Gegeven zijn de punten `A(text(-)11, 23)` en `B(106, 133)` .
Bereken `|AB|` en de coördinaten van het midden `M` van lijnstuk `AB` .
`B` is het midden van lijnstuk `AC` . Bereken de coördinaten van `C` .
Teken de punten `A(6, 0)` , `B(10, 8)` , `C(6, 10)` en `D(2, 2)` in een cartesisch coördinatenstelsel.
Toon met een berekening aan dat vierhoek `ABCD` een rechthoek is.
Bepaal de coördinaten van het snijpunt `S` van de diagonalen van rechthoek `ABCD` .
Bereken de oppervlakte van driehoek `ABS` .
Ga uit van de vlieger `PQRS` . De middens van de zijden van deze vlieger `PQRS` vormen een rechthoek (zoals dat bij elke vlieger het geval is).

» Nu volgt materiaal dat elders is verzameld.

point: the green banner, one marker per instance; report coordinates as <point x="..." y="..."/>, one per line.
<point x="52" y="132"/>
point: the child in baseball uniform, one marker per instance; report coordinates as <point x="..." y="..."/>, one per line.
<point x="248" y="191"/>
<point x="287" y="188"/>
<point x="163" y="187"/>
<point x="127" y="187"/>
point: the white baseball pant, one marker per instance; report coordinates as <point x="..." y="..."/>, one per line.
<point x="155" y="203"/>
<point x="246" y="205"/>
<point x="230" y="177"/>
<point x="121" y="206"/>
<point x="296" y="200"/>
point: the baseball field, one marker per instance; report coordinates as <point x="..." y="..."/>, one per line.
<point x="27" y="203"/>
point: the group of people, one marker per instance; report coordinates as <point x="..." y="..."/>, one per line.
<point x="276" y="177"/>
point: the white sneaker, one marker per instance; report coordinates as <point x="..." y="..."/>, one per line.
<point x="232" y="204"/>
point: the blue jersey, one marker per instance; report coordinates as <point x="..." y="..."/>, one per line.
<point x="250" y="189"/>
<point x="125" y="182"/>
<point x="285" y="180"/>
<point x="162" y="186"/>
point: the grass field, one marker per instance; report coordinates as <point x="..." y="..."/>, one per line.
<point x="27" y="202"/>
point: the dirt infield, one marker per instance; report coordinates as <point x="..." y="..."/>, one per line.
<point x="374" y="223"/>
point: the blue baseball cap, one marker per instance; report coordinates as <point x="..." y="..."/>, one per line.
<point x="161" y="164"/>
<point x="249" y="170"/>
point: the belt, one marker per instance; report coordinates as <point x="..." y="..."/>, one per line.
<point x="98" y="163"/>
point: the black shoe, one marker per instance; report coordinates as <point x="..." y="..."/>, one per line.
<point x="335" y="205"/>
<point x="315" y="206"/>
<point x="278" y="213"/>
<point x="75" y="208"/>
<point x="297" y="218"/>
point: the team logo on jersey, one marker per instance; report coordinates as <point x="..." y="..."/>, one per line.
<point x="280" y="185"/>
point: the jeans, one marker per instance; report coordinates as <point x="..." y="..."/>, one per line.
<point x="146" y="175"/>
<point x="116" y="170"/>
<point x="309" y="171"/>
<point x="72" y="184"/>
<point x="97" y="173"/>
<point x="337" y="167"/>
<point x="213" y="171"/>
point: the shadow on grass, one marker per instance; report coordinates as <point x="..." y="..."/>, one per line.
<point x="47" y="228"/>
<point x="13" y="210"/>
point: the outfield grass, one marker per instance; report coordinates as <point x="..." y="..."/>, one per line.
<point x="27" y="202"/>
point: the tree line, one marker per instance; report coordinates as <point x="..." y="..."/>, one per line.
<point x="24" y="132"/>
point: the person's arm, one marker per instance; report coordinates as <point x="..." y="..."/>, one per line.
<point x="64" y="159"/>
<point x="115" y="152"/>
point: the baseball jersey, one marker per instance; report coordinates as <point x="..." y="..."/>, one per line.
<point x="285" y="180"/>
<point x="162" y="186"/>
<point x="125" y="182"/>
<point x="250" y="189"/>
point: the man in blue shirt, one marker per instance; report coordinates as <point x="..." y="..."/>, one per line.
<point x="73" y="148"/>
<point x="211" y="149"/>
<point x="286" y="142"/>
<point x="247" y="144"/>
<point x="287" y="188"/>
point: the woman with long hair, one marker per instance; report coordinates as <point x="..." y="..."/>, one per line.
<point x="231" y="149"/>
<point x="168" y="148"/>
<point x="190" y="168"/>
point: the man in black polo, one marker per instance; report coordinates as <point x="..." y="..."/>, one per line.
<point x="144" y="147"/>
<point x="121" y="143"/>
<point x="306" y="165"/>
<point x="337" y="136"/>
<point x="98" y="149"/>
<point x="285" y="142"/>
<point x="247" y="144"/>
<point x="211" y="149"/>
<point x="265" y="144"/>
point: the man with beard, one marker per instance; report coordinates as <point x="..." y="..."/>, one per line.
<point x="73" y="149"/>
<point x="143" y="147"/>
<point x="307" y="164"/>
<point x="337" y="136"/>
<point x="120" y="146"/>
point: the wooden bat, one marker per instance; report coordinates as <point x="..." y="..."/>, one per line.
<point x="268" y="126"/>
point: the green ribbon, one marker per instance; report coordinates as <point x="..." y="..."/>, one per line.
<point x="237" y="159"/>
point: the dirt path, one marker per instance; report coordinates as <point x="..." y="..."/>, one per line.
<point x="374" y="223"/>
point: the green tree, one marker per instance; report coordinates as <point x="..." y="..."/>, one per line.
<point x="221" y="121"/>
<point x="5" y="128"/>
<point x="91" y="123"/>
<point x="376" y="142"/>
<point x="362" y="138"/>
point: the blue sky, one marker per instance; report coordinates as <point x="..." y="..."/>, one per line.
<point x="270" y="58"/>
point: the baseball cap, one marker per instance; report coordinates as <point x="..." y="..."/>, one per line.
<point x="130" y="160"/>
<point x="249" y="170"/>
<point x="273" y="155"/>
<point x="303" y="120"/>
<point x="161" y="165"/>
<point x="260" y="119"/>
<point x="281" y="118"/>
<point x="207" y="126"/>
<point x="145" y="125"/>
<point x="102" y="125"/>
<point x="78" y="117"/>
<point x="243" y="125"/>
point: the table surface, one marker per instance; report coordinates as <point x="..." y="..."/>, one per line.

Dat kun je met behulp van analytische meetkunde aantonen.
Teken een cartesisch assenstelsel met `O` op het snijpunt van de diagonalen van de vlieger. De assen kies je precies langs de diagonalen. Waarom kan dat eigenlijk?
Nu zijn de hoekpunten `P(text(-)3, 0)` , `Q(0, text(-)4)` , `R(3, 0)` en `S(0, 2)` . Noem `A` midden `PQ` , `B` midden `QR` , `C` midden `SR` en `D` midden `PS` en bereken de coördinaten van `A` , `B` , `C` en `D` .
Toon aan dat `ABCD` een rechthoek is.
Gegeven zijn de lijnen
`l: y=5x+3`
,
`m: y=2 1/2x-12`
en
`n: y=text(-)2x+6`
.
Lijnen
`l`
en
`m`
snijden elkaar in punt
`A`
, en
`m`
en
`n`
snijden elkaar in punt
`B`
.
Bereken
`|AB|`
algebraïsch.
Van een lijnstuk `KL` in 3D is het punt `K(2, 8, 0)` gegeven en het midden `M(4, 12, 3)` .
Bereken het eindpunt `L` .
Bereken de lengte van het lijnstuk `KL` .
Bereken de coördinaten van het midden `N` van `ML` .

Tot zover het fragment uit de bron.